Compounding the problem, some prime contractors are not simply passing along the government’s certification language—they are drafting their own certification statements based on what they received from their customer, layering an additional round of variation on top of an already inconsistent rollout. We have seen prime-drafted certifications that offer a subcontractor two options: certify a verified absence of Anthropic products following a comprehensive audit of internal systems and sub-tier vendors, or certify that Anthropic use has been identified and attach a detailed removal and risk-mitigation plan committing to full removal by a fixed date. A contractor working under several contracts, or supplying several primes, may receive multiple, materially different certification instruments in the same week. There is no substitute for reading each one closely and confirming precisely what it asks the signer to attest to before anyone signs.

The scope of these requests also varies. Most ask for confirmation that Anthropic is not present on DoW-related systems or used in performance of a DoW contract, but some are arguably broader than the contractor’s actual clause-based obligations—particularly where the underlying contract does not even contain the relevant FAR or DFARS supply-chain clause.

For that reason, contractors should respond with precision, rather than as convenient. A response should identify the contract or agreement covered by the request, the relevant clause or directive, the specific Anthropic product or service at issue, where it is used, whether it is used in contract performance, and whether removal would affect cost, schedule, technical approach, or mission continuity. A contractor that intends to continue using Anthropic products outside its DoW work may want to explain that intended use and why it falls outside the scope of the request.
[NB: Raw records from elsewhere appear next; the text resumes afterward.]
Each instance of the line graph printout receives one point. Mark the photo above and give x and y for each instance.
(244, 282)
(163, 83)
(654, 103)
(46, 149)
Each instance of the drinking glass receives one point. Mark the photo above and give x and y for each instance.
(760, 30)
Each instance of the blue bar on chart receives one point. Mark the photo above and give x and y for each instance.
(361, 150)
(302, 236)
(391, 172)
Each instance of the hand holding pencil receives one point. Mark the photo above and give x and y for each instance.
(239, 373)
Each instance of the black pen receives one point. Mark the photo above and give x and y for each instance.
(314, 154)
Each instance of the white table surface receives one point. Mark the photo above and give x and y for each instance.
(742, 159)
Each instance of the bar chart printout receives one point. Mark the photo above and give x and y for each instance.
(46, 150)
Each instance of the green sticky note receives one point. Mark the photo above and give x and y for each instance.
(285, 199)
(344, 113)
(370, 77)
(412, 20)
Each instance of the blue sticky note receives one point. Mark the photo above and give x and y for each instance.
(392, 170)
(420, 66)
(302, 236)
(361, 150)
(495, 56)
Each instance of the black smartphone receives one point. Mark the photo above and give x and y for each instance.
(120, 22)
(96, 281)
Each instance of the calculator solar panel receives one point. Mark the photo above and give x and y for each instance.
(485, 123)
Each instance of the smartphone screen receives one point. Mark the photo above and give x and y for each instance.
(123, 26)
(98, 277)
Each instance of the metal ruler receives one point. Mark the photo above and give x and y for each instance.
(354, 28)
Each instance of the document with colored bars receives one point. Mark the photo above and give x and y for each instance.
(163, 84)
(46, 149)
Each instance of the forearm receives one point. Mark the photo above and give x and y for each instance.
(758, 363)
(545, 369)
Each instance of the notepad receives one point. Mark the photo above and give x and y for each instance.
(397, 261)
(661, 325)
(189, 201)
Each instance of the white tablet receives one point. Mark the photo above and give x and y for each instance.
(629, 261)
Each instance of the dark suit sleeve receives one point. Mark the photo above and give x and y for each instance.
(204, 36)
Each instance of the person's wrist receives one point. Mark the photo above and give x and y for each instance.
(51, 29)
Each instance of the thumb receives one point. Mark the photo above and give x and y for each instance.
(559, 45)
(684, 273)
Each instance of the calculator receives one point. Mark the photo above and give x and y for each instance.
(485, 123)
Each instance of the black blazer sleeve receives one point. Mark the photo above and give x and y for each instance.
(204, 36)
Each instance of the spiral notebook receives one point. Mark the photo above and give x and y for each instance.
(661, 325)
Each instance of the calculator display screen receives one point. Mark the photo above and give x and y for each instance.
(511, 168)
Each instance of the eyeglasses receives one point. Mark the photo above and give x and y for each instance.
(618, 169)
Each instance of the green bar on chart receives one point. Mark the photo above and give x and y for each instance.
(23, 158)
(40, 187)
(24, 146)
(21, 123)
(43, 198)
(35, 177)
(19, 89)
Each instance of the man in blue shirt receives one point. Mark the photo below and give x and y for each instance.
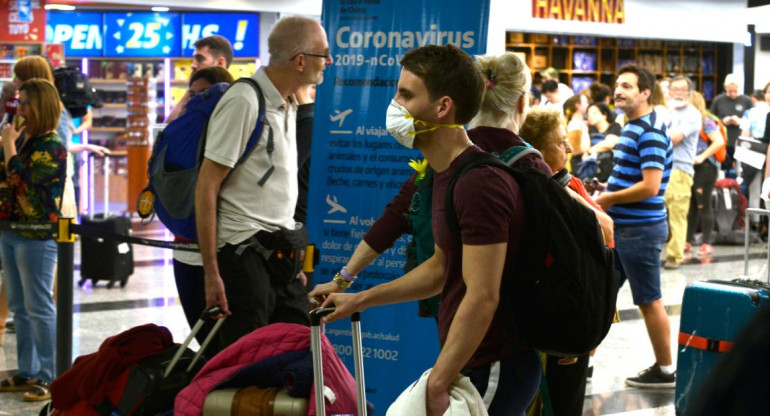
(634, 200)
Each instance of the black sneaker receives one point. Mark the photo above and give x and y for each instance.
(653, 378)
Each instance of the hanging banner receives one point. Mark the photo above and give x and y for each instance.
(357, 167)
(22, 20)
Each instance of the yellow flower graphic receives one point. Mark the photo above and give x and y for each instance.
(420, 166)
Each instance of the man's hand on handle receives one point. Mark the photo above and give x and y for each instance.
(215, 295)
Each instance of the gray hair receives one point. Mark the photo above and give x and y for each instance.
(508, 79)
(290, 36)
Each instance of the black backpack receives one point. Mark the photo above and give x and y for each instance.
(75, 91)
(564, 288)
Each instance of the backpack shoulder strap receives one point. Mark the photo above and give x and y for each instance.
(471, 161)
(515, 153)
(257, 133)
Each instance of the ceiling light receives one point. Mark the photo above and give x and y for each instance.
(64, 7)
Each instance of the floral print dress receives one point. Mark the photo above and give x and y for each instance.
(32, 182)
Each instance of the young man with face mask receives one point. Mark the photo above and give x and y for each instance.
(684, 129)
(440, 90)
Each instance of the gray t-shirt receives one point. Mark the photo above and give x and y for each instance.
(724, 106)
(244, 208)
(688, 121)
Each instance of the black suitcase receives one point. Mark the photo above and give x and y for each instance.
(103, 259)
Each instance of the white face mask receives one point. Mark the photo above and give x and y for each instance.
(400, 124)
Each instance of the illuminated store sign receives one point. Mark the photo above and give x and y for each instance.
(600, 11)
(141, 34)
(80, 33)
(241, 29)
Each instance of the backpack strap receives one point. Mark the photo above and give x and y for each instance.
(515, 153)
(469, 162)
(257, 133)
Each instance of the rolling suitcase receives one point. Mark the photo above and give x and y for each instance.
(316, 329)
(275, 401)
(713, 315)
(103, 259)
(149, 386)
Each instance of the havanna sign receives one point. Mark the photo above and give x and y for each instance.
(600, 11)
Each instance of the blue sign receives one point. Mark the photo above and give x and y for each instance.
(81, 33)
(241, 29)
(141, 35)
(358, 167)
(24, 8)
Contractor Action Checklist

Contractors should take a disciplined, contract-by-contract approach before certifying non-use or committing to removal.

1. Identify the source of the request. Determine whether the request comes from a contracting officer, program office, prime contractor, or other customer, and confirm whether it identifies a contract, agreement, clause, or agency memorandum.
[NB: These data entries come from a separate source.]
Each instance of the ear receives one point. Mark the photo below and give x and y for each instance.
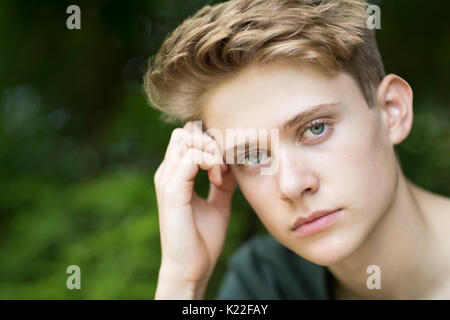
(394, 100)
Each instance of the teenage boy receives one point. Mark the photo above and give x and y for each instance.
(338, 206)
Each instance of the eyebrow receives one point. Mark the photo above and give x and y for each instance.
(313, 111)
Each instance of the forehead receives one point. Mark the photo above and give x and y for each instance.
(263, 96)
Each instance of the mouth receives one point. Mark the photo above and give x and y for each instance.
(315, 222)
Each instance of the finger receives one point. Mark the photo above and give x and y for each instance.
(220, 196)
(192, 160)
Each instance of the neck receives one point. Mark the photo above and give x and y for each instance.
(403, 246)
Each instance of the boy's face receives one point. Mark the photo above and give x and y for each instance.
(347, 163)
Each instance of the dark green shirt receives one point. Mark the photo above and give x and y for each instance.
(262, 268)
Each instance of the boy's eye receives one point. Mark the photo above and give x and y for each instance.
(317, 129)
(254, 158)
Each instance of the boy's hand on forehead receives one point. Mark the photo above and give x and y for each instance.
(192, 229)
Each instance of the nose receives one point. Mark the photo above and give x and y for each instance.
(296, 178)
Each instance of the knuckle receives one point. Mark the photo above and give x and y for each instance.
(177, 133)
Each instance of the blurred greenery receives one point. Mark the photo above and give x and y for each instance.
(79, 144)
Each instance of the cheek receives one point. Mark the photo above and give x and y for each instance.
(365, 167)
(259, 193)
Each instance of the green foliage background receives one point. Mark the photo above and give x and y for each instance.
(79, 144)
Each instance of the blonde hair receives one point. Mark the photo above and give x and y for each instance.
(219, 41)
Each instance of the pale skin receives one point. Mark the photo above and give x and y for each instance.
(347, 163)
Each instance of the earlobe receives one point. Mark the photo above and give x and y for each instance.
(395, 98)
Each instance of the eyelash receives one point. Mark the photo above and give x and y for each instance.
(312, 124)
(302, 130)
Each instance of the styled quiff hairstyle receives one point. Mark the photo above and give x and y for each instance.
(218, 41)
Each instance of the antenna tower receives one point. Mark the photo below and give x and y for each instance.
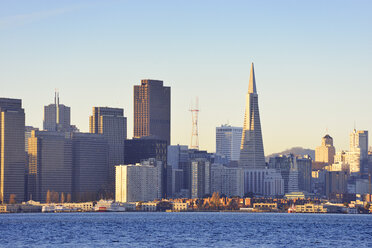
(195, 134)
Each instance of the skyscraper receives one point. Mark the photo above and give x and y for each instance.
(326, 152)
(90, 166)
(50, 164)
(251, 150)
(357, 157)
(12, 150)
(57, 117)
(228, 140)
(139, 182)
(113, 125)
(152, 110)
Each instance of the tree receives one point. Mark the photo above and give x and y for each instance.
(48, 198)
(12, 199)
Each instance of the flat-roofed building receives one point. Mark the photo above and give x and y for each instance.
(90, 166)
(227, 180)
(228, 141)
(12, 150)
(152, 107)
(50, 164)
(139, 182)
(111, 123)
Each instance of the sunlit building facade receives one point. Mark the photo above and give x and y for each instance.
(12, 150)
(252, 151)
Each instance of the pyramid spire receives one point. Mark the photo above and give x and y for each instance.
(252, 82)
(251, 149)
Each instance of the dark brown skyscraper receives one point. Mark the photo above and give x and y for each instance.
(152, 110)
(12, 150)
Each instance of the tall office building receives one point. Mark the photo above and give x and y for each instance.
(228, 140)
(326, 152)
(252, 151)
(359, 144)
(200, 178)
(139, 182)
(12, 150)
(57, 117)
(152, 110)
(90, 166)
(50, 164)
(111, 123)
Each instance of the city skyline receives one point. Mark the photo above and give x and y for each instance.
(314, 73)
2. Check the clauses. Review the relevant contract or subcontract for DFARS 252.239-7018, FAR 52.204-29, and FAR 52.204-30, because those clauses drive the contractor’s monitoring, inquiry, reporting, and mitigation obligations.
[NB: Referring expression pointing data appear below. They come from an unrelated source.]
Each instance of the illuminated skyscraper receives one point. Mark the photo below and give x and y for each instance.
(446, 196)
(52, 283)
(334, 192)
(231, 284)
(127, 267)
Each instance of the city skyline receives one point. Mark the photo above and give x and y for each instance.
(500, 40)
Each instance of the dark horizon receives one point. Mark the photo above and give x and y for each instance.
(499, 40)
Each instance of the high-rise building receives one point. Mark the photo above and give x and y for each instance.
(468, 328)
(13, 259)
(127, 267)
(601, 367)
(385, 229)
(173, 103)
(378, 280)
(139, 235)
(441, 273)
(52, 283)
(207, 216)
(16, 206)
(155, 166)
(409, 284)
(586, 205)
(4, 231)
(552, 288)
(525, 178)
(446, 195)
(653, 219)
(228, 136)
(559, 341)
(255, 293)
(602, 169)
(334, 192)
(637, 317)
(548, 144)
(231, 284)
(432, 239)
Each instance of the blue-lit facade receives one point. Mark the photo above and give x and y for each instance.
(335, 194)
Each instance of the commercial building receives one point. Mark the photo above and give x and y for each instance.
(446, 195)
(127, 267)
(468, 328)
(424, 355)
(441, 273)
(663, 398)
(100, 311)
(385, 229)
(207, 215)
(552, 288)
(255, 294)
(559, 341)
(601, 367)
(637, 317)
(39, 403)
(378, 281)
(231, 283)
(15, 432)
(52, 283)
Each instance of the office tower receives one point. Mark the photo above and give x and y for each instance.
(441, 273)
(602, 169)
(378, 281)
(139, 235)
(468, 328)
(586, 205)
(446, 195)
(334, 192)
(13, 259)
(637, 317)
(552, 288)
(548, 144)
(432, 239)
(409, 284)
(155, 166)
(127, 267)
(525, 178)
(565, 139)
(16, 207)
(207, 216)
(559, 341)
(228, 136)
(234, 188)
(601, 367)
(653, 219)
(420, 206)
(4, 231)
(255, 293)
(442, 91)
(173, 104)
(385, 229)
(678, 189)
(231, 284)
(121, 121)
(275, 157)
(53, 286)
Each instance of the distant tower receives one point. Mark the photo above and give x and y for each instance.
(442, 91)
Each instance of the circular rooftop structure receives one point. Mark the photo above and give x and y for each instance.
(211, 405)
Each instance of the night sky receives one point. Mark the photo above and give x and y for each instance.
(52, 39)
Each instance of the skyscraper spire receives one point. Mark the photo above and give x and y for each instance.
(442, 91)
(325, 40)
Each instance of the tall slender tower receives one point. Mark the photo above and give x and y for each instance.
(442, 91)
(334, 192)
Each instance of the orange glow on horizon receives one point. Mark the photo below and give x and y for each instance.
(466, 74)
3. Inventory use by category. Identify whether Anthropic products or services are used directly in contract performance, indirectly in business systems that support federal work, or only in commercial activities unrelated to federal contracts.

4. Avoid overbroad certifications. Where a request is broader than the applicable clause or contract, consider a tailored response that identifies the scope reviewed, the contracts covered, and any assumptions or limitations.

5. Preserve cost and schedule rights. If removal or replacement would affect performance, document the technical impact, additional labor, schedule delay, and any need for customer direction; those impacts may support an equitable adjustment or other contractual relief.

6. Seek clarification when needed. If a directive is unclear, inconsistent with the contract, or appears to require enterprise-wide action beyond covered contract performance, ask the contracting officer or prime contractor to confirm the required scope and legal basis before making an irreversible change.

7. Monitor litigation and agency updates. Continue monitoring the ongoing lawsuits, SAM.gov, agency guidance, and customer-specific instructions before making long-term enterprise decisions.

The bottom line is that contractors should act promptly but carefully: build a defensible record, respond to the specific request received and avoid certifying more than the company has actually verified.

This Legal Update is provided for general informational purposes and does not constitute legal advice. Given the fast-evolving nature of these developments, contractors should consult counsel regarding their particular circumstances.